# Frame Tube Dent Removal



## GiovanniLiCalsi (Feb 19, 2021)




----------



## GiovanniLiCalsi (Feb 19, 2021)

I like the stud welder and slide hammer tool method, then using low temperature 50-50 lead-free solder to fill the low spots.


----------



## GTs58 (Feb 19, 2021)

GiovanniLiCalsi said:


> I like the stud welder and slide hammer tool method, then using low temperature 50-50 lead-free solder to fill the low spots.




These are basically for sheet metal panels so I wonder how well they would do on a dent in bike tubing. No access to the inside of the dent on tubing so it would be nice if these would work.


----------



## 49autocycledeluxe (Feb 19, 2021)

pretty good crease in the frame in the first video. guy has all the tools but bending metal does not appear to be his field of expertise. putting heat when he used the hammer was completely unneeded,  I'd use the wood block and the hammer to fix that dent. it would be difficult if not impossible to get that crease out 100% without the stud welder/slide hammer, but he could have got it closer if he tried. 

the stud welder guy is not very good with metal, but he is a collision guy, not a craftsman. he does show how they work though.  

as for using a stud welder on a vintage bike frame those studs stick pretty good, if you hold the trigger too long you will burn a hole even in thicker vintage automotive sheet metal, with the thicker steel of a bike frame you could get a stud to stick good enough to use the slide hammer to pull it out.

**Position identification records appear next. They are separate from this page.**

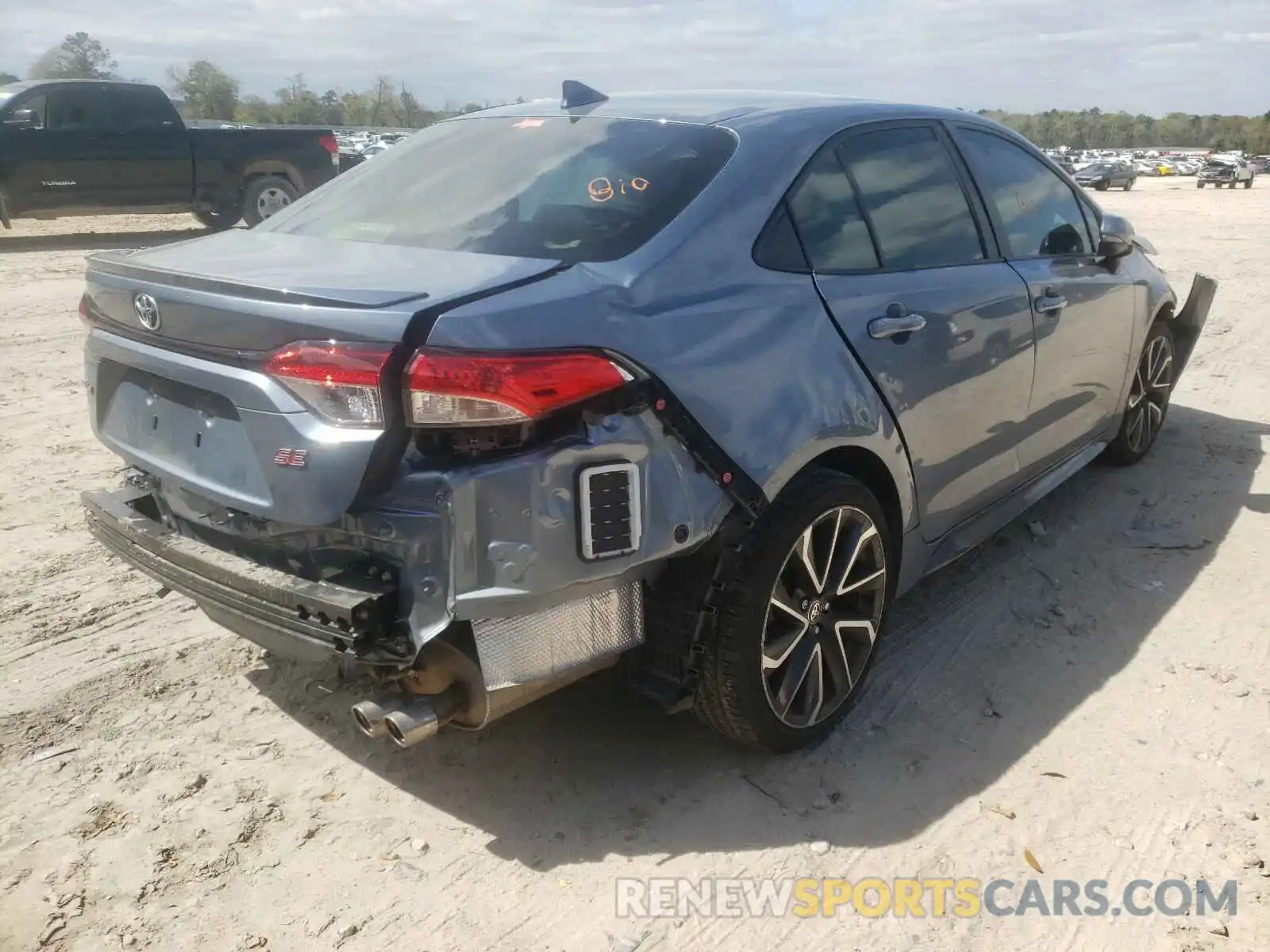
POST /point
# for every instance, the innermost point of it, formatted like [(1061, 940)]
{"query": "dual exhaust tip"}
[(406, 727)]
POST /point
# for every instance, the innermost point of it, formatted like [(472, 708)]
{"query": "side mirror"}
[(1117, 239), (22, 118)]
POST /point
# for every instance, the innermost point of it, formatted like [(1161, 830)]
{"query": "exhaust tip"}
[(410, 727), (370, 719)]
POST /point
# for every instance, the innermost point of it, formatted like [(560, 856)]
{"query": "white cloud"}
[(1138, 55)]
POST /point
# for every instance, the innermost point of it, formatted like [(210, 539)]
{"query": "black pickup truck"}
[(97, 148)]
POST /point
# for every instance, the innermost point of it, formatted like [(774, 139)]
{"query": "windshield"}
[(568, 190)]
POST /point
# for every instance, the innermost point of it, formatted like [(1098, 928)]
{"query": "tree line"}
[(1094, 129), (211, 93)]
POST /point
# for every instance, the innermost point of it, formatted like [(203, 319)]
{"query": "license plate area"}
[(179, 429)]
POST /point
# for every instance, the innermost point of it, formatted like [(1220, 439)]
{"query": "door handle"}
[(1051, 302), (895, 324)]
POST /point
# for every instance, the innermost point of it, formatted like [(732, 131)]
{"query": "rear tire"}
[(264, 197), (1149, 399), (791, 649)]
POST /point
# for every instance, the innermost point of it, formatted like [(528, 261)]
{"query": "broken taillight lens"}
[(454, 389), (341, 382)]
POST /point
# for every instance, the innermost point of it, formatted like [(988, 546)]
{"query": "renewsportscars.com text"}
[(920, 898)]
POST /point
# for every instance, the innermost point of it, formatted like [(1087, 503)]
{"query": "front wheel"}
[(800, 620), (267, 196), (1149, 399)]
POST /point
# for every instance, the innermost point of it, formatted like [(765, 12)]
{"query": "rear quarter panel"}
[(749, 352)]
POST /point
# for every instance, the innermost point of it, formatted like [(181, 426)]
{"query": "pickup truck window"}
[(38, 107), (78, 108), (139, 108)]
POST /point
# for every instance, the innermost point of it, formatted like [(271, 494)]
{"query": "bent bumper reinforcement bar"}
[(337, 616)]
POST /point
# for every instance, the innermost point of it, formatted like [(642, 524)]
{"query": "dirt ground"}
[(1090, 687)]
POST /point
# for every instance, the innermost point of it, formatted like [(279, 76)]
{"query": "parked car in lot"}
[(94, 148), (1227, 171), (1104, 175), (704, 384)]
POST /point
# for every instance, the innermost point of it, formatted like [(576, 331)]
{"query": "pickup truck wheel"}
[(798, 625), (219, 220), (267, 196)]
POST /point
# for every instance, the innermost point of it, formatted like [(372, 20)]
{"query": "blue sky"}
[(1153, 56)]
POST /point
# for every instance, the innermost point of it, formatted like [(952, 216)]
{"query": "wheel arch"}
[(863, 463), (275, 167)]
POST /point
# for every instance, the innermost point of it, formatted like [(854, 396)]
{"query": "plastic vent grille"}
[(609, 498)]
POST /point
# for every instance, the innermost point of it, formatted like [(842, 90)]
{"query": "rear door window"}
[(1037, 209), (912, 194), (140, 108), (78, 108), (38, 107), (829, 217), (571, 190)]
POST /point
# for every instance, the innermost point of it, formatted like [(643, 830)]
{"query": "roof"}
[(31, 84), (722, 107)]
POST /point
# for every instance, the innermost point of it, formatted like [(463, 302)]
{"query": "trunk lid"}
[(257, 291), (187, 400)]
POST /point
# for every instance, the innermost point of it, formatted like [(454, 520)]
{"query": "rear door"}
[(150, 160), (943, 325), (1083, 309)]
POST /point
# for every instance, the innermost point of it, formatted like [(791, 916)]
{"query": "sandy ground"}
[(1064, 691)]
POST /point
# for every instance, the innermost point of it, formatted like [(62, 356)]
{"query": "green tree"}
[(332, 108), (298, 105), (256, 111), (210, 93), (79, 56)]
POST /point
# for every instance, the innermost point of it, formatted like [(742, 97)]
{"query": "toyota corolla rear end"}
[(475, 524)]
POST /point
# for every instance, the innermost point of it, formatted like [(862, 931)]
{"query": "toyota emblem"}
[(148, 311)]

I could fix that dent in the frame with no filler at all and it would be easier on a thick vintage bike frame than the butted tubing of the one he is fixing.


----------



## GiovanniLiCalsi (Feb 19, 2021)

If you have a dent in the seat tube, you can use a rifle barrel expander tool.
I spoke with Paul and he might try the stud spot welder. His replicated 1888 Whippet bicycle is very impressive.


----------



## Rivnut (Feb 21, 2021)

I think in the original video, the guy was working on an aluminum frame.  Probably a lot easier than trying to do this to an old heavy gauge steel frame.


----------



## David Brown (Feb 21, 2021)

The frame Paul is working with is not Aluminum. Rocky mountain bikes where not aluminum. The man is an artist in my book.One of the best . Just look at some of his u tube video.s  to see what he has built . Just my take


----------



## Rivnut (Feb 22, 2021)

The way he was handling that frame, the frame looked like it didn’t weigh much.


----------



## bricycle (Feb 22, 2021)

Little dents/dimples (no creases) can be taken out of steel when heated to orange with a torch usually.


----------